Ficelle n° 59 : Apprendre de ses échecs

« Essayer encore. Rater encore. Rater mieux » (Samuel Beckett)

 

Nul n’est parfait, c’est bien connu. Tous, nous portons vaille que vaille le poids de nos échecs et de nos déceptions. Quoiqu’on fasse ou dise, notre ombre nous accompagne partout, comme un manteau. On peut s’en plaindre sans arrêt. Mâcher, remâcher des vieilles rancoeurs, devenir une statue de larmes et de regrets. Vivre avec un perpétuel goût de cendre en bouche.  On peut même devenir un être de ressentiment, figé en un passé décomposé, toujours en recherche d’un bouc émissaire pour expliquer la raison pour laquelle nous avons échoué. Sentir s’infecter de plus en plus une blessure qui ne passe pas.

 

Nul n’est parfait, certes, mais personne n’est complètement nul. Il s’agit d’apprendre de ce qui n’a pas marché, de faire de nos chutes et rechutes de nouveaux motifs de lutte. Parce que l’échec peut être une opportunité à saisir et l’impasse  nous pousser à créer de nouveaux chemins de sens. « Il y a tant d’envies, tant de rêves qui naissent d’une vraie souffrance » chantait Jean-Jacques Goldman. Accepter la réalité de l’échec, c’est se donner la chance de rebondir. Plus haut, mieux. Autrement. Ou ailleurs, parfois. C’est apprendre à se connaître, avec ses forces et faiblesses, vivre une vie à sa juste mesure.

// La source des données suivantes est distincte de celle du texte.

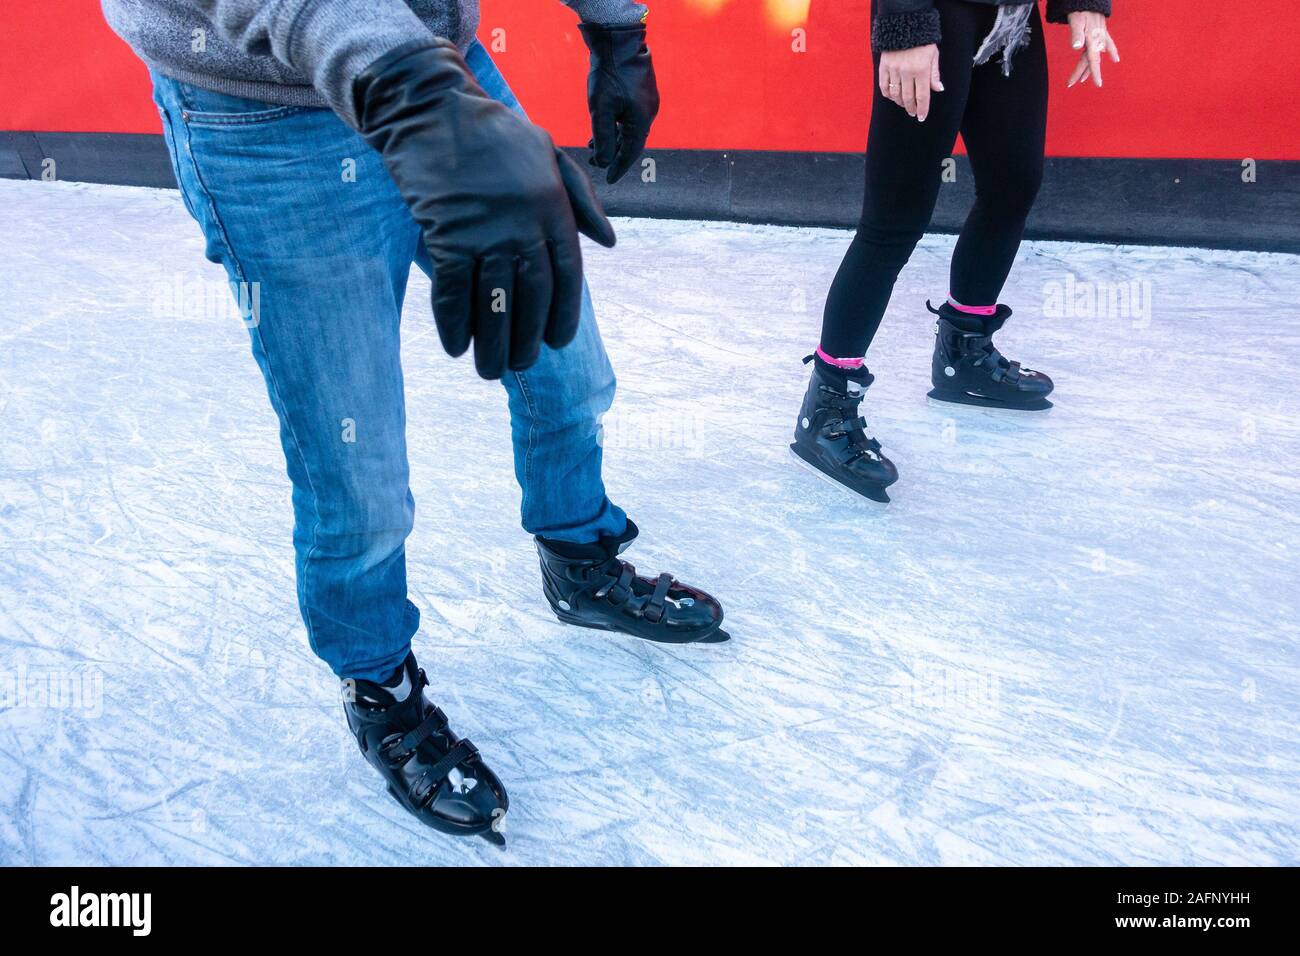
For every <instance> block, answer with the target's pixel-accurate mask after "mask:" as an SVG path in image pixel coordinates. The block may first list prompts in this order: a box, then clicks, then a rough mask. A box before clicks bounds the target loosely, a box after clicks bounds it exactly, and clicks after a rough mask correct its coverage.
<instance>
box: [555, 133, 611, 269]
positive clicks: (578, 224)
mask: <svg viewBox="0 0 1300 956" xmlns="http://www.w3.org/2000/svg"><path fill="white" fill-rule="evenodd" d="M555 163H556V165H558V166H559V168H560V179H562V181H563V182H564V190H565V191H567V193H568V195H569V206H571V207H572V208H573V221H575V225H576V226H577V230H578V232H580V233H582V235H585V237H588V238H589V239H591V241H593V242H598V243H601V245H602V246H604V247H606V248H612V247H614V243H615V241H616V237H615V235H614V226H611V225H610V220H608V219H606V216H604V209H602V208H601V200H599V199H597V198H595V190H594V189H593V187H591V181H590V179H589V178H586V173H584V172H582V166H580V165H578V164H577V163H575V161H573V160H571V159H569V157H568V155H567V153H564V152H562V151H560V150H556V151H555ZM576 241H577V238H576V237H575V242H576Z"/></svg>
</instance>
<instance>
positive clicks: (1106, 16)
mask: <svg viewBox="0 0 1300 956" xmlns="http://www.w3.org/2000/svg"><path fill="white" fill-rule="evenodd" d="M1071 13H1101V14H1104V16H1106V17H1109V16H1110V0H1048V22H1050V23H1065V22H1066V21H1067V18H1069V16H1070V14H1071Z"/></svg>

Celle qui nous donnera d’oser une parole qui ne soit pas une simple répétition, mais provienne vraiment du fond de nous.

 

Nul ne peut être totalement connu et c’est parfait. Chacun garde toujours une part de mystère. Trop souvent nous cherchons, comme Lucky Luke, à tirer plus vite que notre ombre, à la prendre de vitesse. Nous nous battons si souvent en duel contre nous-mêmes. Nous voudrions tout maîtriser, posséder, corriger. Mais la volonté ne peut pas tout et les humains restent ce qu’ils sont : un peu fous et incorrigibles, ombres chinoises aux contours bizarroïdes, êtres de clair et d’obscur. Tant mieux : Que serait une vie, un travail, où tout serait implacablement tranché,  seulement noir ou blanc, sans le jeu des couleurs, la subtilité des milles nuances de gris ? Comment pourrions nous évoluer sans tous ses tours, détours et contours qui nous définissent, nous donnent la capacité d’avancer et celle, tout aussi précieuse, d’accepter que les autres sont comme ils sont et pas comme nous les rêvons? Quand nous fantasmons une transparence totale, nous oublions que son aveuglante lumière nous rendrait invisible (Dire de quelqu’un qu’il est transparent est rarement un compliment.). Or, chacun de nous a besoin d’être reconnu et non d’être anonyme. L’ombre est le théâtre de la lumière.

 

Nul n’est parfait, bien sûr, et cela n’a aucune importance. Chacun peut apprendre de ses échecs qu’il peut donner bien plus, ou bien mieux, qu’il ne le pense. Qu’il peut se vivre comme le lieu de tant de possibles. Peut-être s’agit-il moins de toujours se dépasser que d’apprendre à s’approfondir.